Methodology & sourcing rules
Last updated: November 2026
The single editorial rule of Partyguesser: every roster entry has to be backed by a documented public record. We do not classify people based on vibes, satire, costume choices, or who their friends are.
Evidence we accept
- FEC individual contribution filings.The Federal Election Commission's public database lists every itemized political donation by name, amount, and recipient committee.
- On-record endorsements covered by major outlets (AP, Reuters, NBC, CNN, NYT, Fox).
- Convention or campaign rally appearances — speaking at a party national convention is, on its face, an endorsement.
- Public party registration where it is on the record.
- Explicit statements made by the celebrity themselves in interviews or verified social posts.
Evidence we reject
- Inference from lyrics, scripts, or stage costumes.
- Single ambiguous tweets that could be read either way.
- Friendships, family connections, or seating charts.
- Anonymous sources or fan-account speculation.
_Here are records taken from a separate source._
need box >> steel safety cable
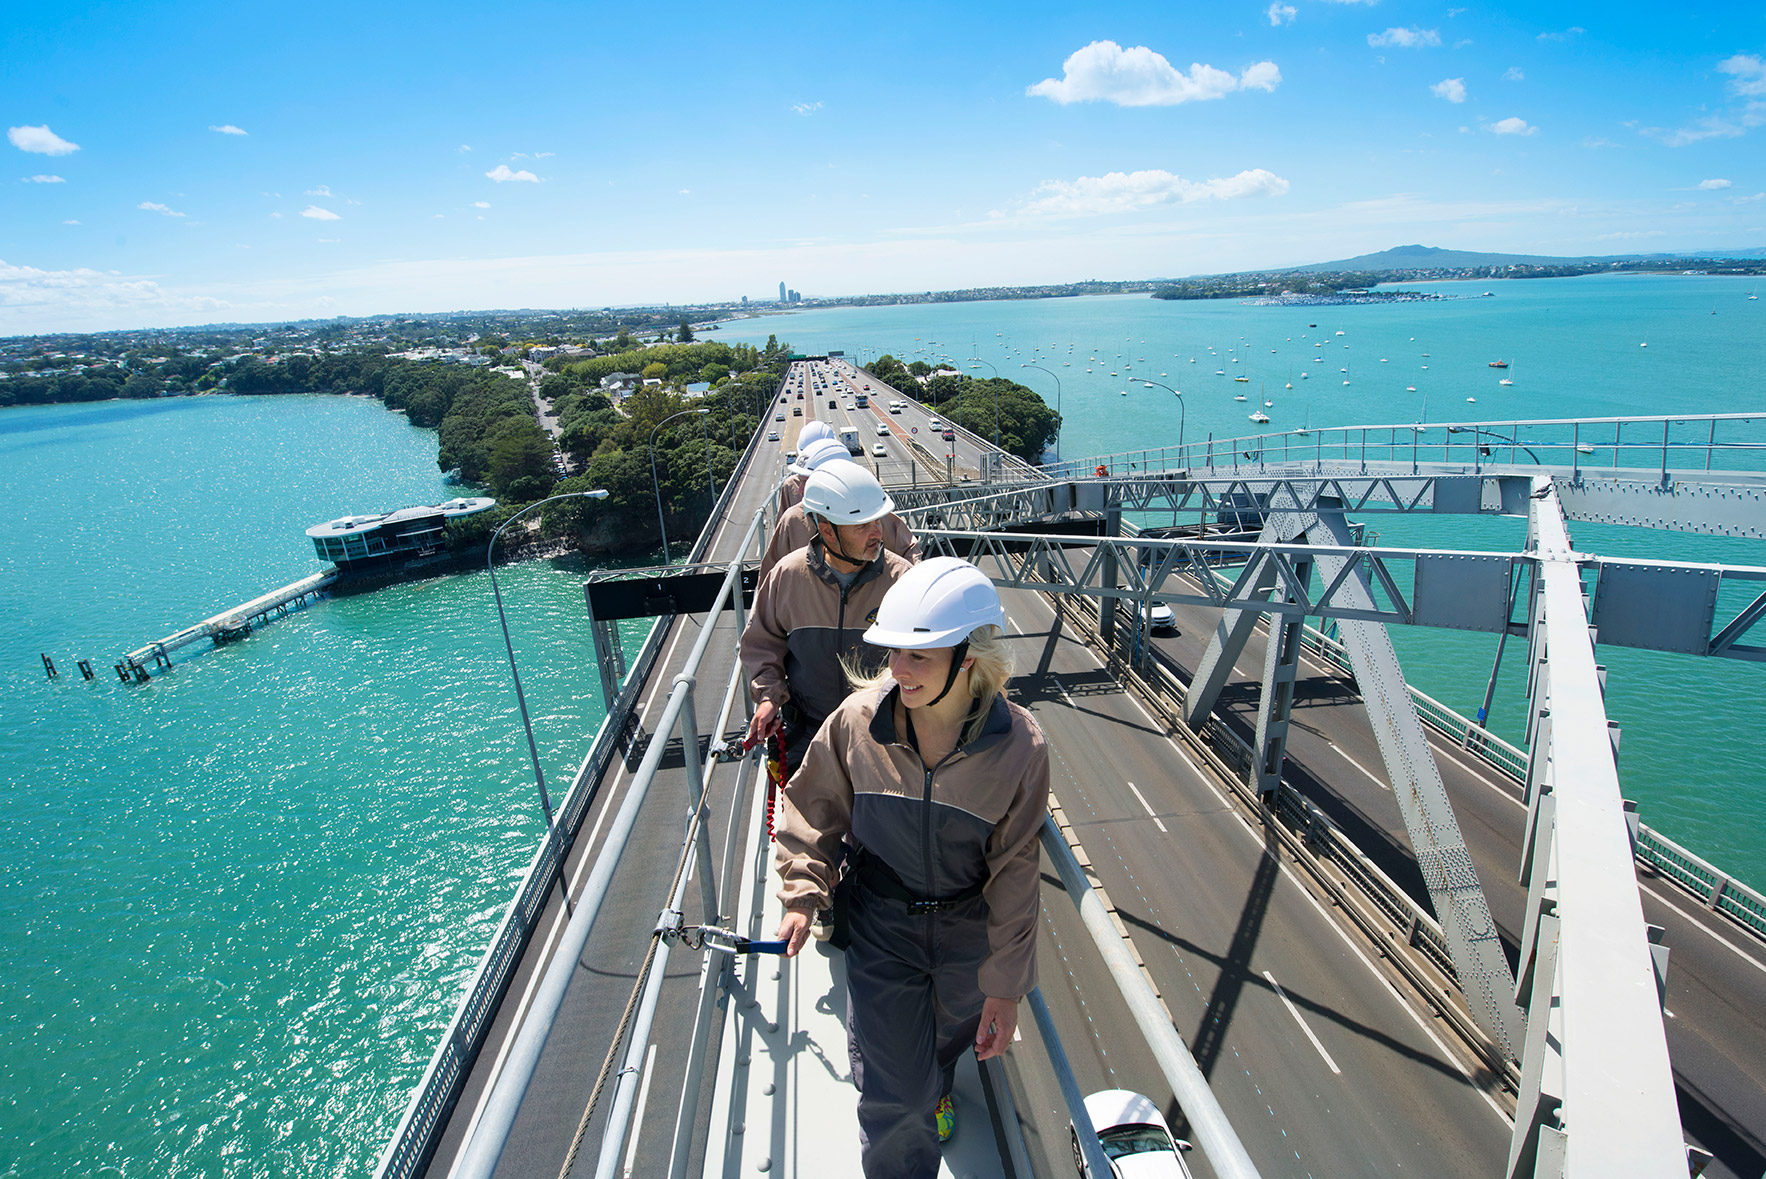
[555,756,722,1179]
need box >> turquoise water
[1,396,626,1177]
[6,275,1765,1179]
[722,274,1766,885]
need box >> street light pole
[1020,363,1062,465]
[1139,378,1186,454]
[967,358,999,449]
[489,488,608,915]
[650,407,709,566]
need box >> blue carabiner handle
[738,938,789,955]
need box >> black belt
[852,847,985,915]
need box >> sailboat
[1296,403,1313,435]
[1499,361,1514,388]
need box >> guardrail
[1044,412,1766,483]
[374,371,785,1179]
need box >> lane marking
[1275,857,1513,1127]
[1264,969,1342,1075]
[1638,879,1766,975]
[1126,782,1169,833]
[1328,741,1390,792]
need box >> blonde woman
[773,557,1049,1178]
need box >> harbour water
[1,395,634,1177]
[3,273,1763,1177]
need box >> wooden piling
[41,653,57,678]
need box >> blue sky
[2,0,1761,333]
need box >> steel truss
[894,467,1766,540]
[912,526,1766,661]
[1510,477,1684,1178]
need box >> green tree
[641,361,668,381]
[678,319,695,343]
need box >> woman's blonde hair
[846,623,1013,746]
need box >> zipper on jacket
[921,765,934,906]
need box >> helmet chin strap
[818,518,867,568]
[925,639,970,708]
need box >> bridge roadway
[414,364,1756,1179]
[1125,581,1766,1178]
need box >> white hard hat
[797,419,836,447]
[864,557,1003,649]
[789,436,850,476]
[802,462,895,527]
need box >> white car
[1142,603,1175,632]
[888,401,903,414]
[929,418,944,430]
[871,443,888,458]
[876,422,890,436]
[767,430,780,442]
[1071,1090,1194,1178]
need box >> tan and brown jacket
[740,540,912,728]
[757,502,920,584]
[774,683,1050,1000]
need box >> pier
[116,569,336,681]
[377,362,1766,1179]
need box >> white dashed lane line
[1328,741,1389,791]
[1125,781,1169,833]
[1264,969,1342,1076]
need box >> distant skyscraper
[779,281,786,302]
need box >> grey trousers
[845,883,989,1179]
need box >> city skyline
[2,1,1761,333]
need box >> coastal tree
[678,319,695,343]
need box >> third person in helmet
[759,444,920,584]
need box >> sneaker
[810,908,834,941]
[935,1094,955,1143]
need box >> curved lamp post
[1138,378,1186,453]
[489,487,609,913]
[651,407,709,566]
[1020,363,1062,464]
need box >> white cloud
[1538,27,1585,43]
[792,101,823,115]
[680,188,691,195]
[0,257,226,327]
[1431,78,1467,103]
[25,174,66,183]
[1267,3,1296,26]
[1368,27,1440,48]
[1698,178,1732,190]
[8,124,80,155]
[1718,54,1766,98]
[1027,41,1280,106]
[138,201,186,217]
[472,200,490,208]
[1736,191,1766,203]
[458,144,472,153]
[485,164,539,183]
[300,205,340,221]
[306,184,333,197]
[1015,167,1290,217]
[209,124,247,136]
[1504,67,1525,81]
[1491,116,1537,136]
[535,151,554,158]
[1597,230,1667,240]
[62,219,80,225]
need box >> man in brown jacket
[741,462,912,761]
[758,454,920,584]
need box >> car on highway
[889,401,903,413]
[792,407,802,416]
[767,430,780,442]
[828,399,837,409]
[844,400,856,410]
[1142,603,1175,632]
[871,442,887,458]
[775,412,785,421]
[941,428,956,442]
[929,418,944,430]
[1070,1090,1194,1178]
[875,422,890,436]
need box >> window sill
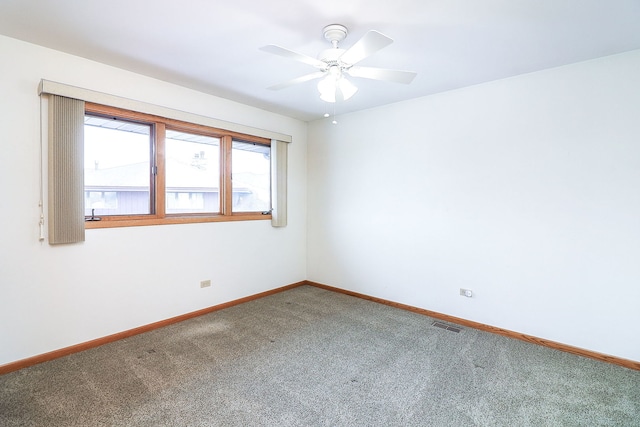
[85,213,272,229]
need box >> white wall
[0,35,307,366]
[307,50,640,362]
[2,32,638,367]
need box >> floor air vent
[432,321,462,333]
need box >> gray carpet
[1,285,638,426]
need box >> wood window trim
[84,103,272,229]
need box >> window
[83,103,271,228]
[84,115,152,216]
[232,140,271,213]
[165,130,220,214]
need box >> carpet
[1,285,638,426]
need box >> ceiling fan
[260,24,417,103]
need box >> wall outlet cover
[460,288,473,297]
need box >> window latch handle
[85,208,102,222]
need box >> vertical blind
[48,95,85,244]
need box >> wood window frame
[84,103,271,229]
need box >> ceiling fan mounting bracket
[323,24,348,48]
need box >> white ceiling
[2,0,640,121]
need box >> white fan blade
[267,71,326,90]
[260,45,326,68]
[347,66,417,84]
[339,30,393,65]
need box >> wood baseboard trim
[4,280,637,374]
[0,281,306,375]
[305,281,640,371]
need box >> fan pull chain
[324,104,338,124]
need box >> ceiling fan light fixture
[338,77,358,100]
[317,70,358,103]
[318,76,337,102]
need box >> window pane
[232,140,270,212]
[84,116,152,216]
[166,130,220,214]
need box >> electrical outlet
[200,280,211,288]
[460,288,473,298]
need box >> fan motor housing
[318,48,346,64]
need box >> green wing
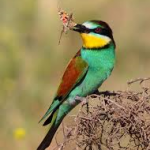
[39,50,88,124]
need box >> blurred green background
[0,0,150,150]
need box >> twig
[103,97,125,110]
[128,77,150,85]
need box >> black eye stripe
[83,27,112,38]
[87,28,102,33]
[101,29,112,36]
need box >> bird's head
[72,20,115,49]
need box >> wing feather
[39,50,88,123]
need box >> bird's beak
[72,24,87,33]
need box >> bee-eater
[37,20,116,150]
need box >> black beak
[72,24,87,33]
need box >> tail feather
[39,100,60,123]
[43,109,57,126]
[37,110,60,150]
[37,123,58,150]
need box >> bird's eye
[95,28,101,33]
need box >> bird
[37,20,116,150]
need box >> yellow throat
[81,33,111,49]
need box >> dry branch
[53,78,150,150]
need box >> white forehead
[82,21,98,29]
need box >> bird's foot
[75,96,87,104]
[75,96,89,112]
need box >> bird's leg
[75,96,89,112]
[75,96,88,104]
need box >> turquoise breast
[68,45,115,103]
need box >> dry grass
[53,77,150,150]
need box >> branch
[53,78,150,150]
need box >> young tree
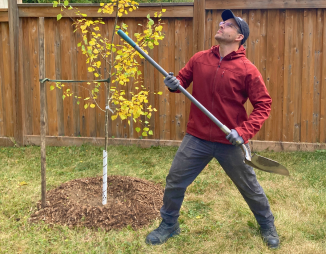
[53,0,166,150]
[36,0,167,207]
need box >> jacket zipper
[209,58,222,141]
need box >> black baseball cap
[221,9,250,45]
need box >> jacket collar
[211,45,246,60]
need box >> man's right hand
[164,72,180,91]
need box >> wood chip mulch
[29,175,164,231]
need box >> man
[145,9,280,249]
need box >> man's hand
[226,129,244,146]
[164,72,180,91]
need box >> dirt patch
[30,175,164,231]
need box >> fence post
[8,0,24,145]
[193,0,206,54]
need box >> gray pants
[160,133,274,229]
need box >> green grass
[0,144,325,253]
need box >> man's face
[214,18,242,45]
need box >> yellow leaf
[157,91,163,95]
[100,3,104,6]
[96,61,101,68]
[90,104,96,108]
[84,104,88,109]
[57,14,62,21]
[155,26,163,32]
[142,132,148,137]
[19,181,27,186]
[111,115,118,120]
[162,9,166,12]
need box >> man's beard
[215,34,234,45]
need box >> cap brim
[221,9,242,32]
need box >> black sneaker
[145,220,180,245]
[260,225,280,249]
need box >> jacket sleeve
[169,54,195,93]
[235,65,272,142]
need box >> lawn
[0,144,325,253]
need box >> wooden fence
[0,0,326,151]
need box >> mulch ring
[29,175,164,231]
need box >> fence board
[313,9,323,143]
[96,19,108,139]
[301,9,316,143]
[143,18,156,140]
[205,10,212,50]
[159,18,174,140]
[321,10,326,143]
[174,19,186,140]
[30,18,40,136]
[113,19,122,139]
[71,20,79,138]
[256,10,268,140]
[184,18,193,127]
[44,18,58,136]
[9,0,24,144]
[23,18,33,135]
[87,23,97,139]
[246,10,260,140]
[153,31,160,140]
[211,10,222,47]
[276,10,285,141]
[283,10,295,142]
[0,23,5,136]
[265,10,279,141]
[58,18,74,137]
[129,18,143,139]
[293,10,304,142]
[54,19,64,136]
[193,0,205,53]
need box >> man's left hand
[226,129,244,146]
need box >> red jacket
[174,45,272,144]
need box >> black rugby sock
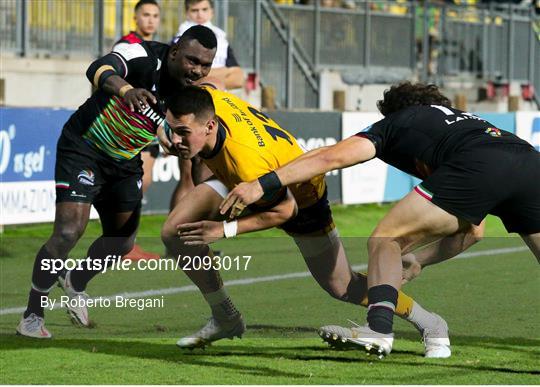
[24,288,47,318]
[366,285,398,334]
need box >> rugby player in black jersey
[221,82,540,357]
[16,26,217,338]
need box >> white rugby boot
[177,315,245,349]
[421,313,451,358]
[320,314,451,358]
[319,322,393,359]
[16,313,52,339]
[57,271,90,327]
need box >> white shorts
[203,179,229,198]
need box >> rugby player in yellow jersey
[158,83,451,357]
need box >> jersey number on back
[248,107,293,145]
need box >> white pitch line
[0,245,529,316]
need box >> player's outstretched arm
[220,136,376,217]
[178,189,298,245]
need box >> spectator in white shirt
[174,0,244,89]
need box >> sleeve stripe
[110,52,128,78]
[93,65,116,88]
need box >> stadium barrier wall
[0,107,99,224]
[0,108,536,225]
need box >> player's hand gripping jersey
[65,42,170,161]
[200,86,326,212]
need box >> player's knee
[314,274,349,301]
[117,235,136,255]
[367,234,385,252]
[161,219,182,248]
[469,225,484,244]
[160,223,175,246]
[367,228,404,253]
[50,226,84,251]
[322,282,349,301]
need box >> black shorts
[418,144,540,234]
[55,130,143,212]
[281,188,334,235]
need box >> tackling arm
[220,136,376,216]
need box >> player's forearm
[208,67,244,89]
[264,136,376,194]
[236,193,297,235]
[100,75,133,97]
[224,67,244,89]
[274,147,336,188]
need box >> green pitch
[1,204,538,384]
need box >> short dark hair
[377,82,452,116]
[185,0,214,11]
[177,25,217,50]
[134,0,159,13]
[166,86,215,123]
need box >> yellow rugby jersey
[200,86,326,209]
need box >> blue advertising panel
[0,107,72,182]
[475,112,515,134]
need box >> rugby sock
[31,245,62,291]
[358,273,413,318]
[25,245,62,318]
[395,290,414,318]
[70,236,123,292]
[367,284,398,335]
[24,288,48,318]
[407,301,440,332]
[203,287,240,321]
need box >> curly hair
[376,82,451,116]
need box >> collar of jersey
[200,119,226,159]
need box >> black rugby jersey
[356,105,533,179]
[63,41,176,161]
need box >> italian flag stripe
[415,184,433,201]
[56,181,70,189]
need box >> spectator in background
[174,0,244,90]
[170,0,245,210]
[116,0,160,46]
[113,0,161,260]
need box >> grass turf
[0,204,538,384]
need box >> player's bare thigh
[370,190,470,254]
[368,190,472,288]
[163,182,224,239]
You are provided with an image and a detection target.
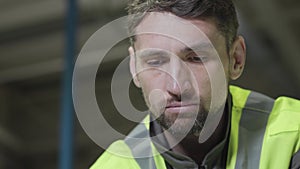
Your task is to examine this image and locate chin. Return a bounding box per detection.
[156,109,207,137]
[158,115,199,134]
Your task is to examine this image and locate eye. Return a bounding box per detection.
[187,55,207,63]
[144,55,169,67]
[146,59,165,67]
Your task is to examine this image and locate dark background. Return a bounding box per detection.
[0,0,299,168]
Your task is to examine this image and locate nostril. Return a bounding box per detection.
[168,91,181,101]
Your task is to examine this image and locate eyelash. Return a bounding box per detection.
[146,59,164,66]
[187,55,207,63]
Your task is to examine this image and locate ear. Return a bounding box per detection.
[129,46,141,88]
[229,36,246,80]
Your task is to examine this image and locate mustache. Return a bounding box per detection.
[166,89,197,101]
[165,92,200,105]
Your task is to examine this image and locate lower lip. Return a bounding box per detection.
[165,105,199,114]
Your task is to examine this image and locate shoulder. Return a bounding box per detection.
[273,96,300,114]
[268,96,300,136]
[230,85,300,137]
[90,140,139,169]
[230,85,300,115]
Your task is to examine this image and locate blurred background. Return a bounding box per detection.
[0,0,299,168]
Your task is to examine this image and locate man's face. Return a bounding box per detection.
[129,12,234,137]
- Endorsements the celebrity has since publicly retracted without a new endorsement.
The “Independent” rule
Independent is not a wastebasket. We use it for people who explicitly identify with an organized third party (Libertarian, Green) with a documented record, OR who have repeatedly and publicly rejected both major parties. Politically quiet celebrities and mixed-record celebrities are excluded entirely, not classified as Independent.
What we exclude
Many famous Americans are not in the roster, deliberately. Examples we typically skip:
- Athletes whose only signal is a single controversial moment without follow-on evidence.
- Musicians whose public stance has flipped between parties and never re-stabilized.
- Tech founders whose donations are evenly split across both major parties.
- Actors who've explicitly said they don't disclose their politics.
Reveal-screen rationale
Every entry shows a one-sentence neutral rationale pointing at the specific public record (“publicly endorsed candidate X in year Y at event Z”), and the end-of-day sources panel links out to the underlying documentation.
Reporting an error
Open a GitHub issue with a link to a primary source that contradicts the listed affiliation. The standard for changing an entry is the same as the standard for adding one.